I've been blessed with finding a naturopathic doctor which is what I believe a doctor should be, an educator and teacher about your overall well-being and health and how to maintain it. Fortunately there's a great facility in SF with fantastic naturopathic doctors but as far for other places in this country, I don't really know. all I can say is look into it!
But what really frustrates me is the modern western general hospitals/doctors that majority of people have to deal with. Unless it's a dire emergency they really don't care too much to truly help you and give you peace of mind. what I've experienced is more of a "well you made it through the emergency, our bodies are meant to recover completely so here you go, a back up antibiotic with no refills, an appointment every 6 months and no real way to reach me in-between; good luck!"
Which frustrates the living crap out of me! Hello people! I have a chronic condition! It's not just a baldder infection that went wrong, it's a whole history here people!
I'm treated as somewhat of an animal actually, now that I think about it.
But as I've said, in my moment of real need, God supplied fantastic doctors who did the right thing and genuinely cared.
I've also been blessed with an extremely close friend who knows the medical field, wants to be a doctor that reforms the system, knows how to research and find things for me that help my problem.

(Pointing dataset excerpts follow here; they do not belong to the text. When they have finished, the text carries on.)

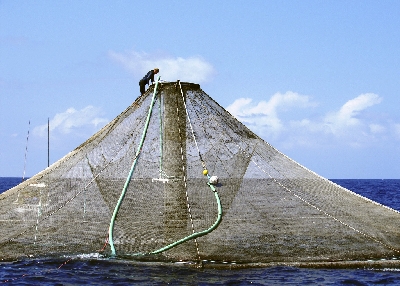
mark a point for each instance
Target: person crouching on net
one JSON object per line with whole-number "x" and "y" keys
{"x": 145, "y": 80}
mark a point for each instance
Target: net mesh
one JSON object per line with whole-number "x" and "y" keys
{"x": 273, "y": 209}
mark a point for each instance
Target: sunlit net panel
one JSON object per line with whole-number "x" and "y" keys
{"x": 274, "y": 210}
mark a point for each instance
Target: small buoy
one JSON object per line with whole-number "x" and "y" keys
{"x": 213, "y": 180}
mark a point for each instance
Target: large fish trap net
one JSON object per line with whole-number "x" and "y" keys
{"x": 140, "y": 188}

I can't imagine living in constant fear every day questioning whether or not I'm gonna be ok. Yes I admit I do have freak outs and sometimes even panic attacks but they are getting less and less as I learn to trust God because He is my ultimate healer and He has placed good people and resources around me. Yes the journey gets long and extremely frustrating and sometimes I say what progress has been made? What good is this? For what reason? How long do I have to endure this? But I know that God is going to take care of me, He is taking care of me, He is in charge, He has ALL the power I need, more than any meds or doctors.
Thanks God.
Hope this brought some enouragement or something....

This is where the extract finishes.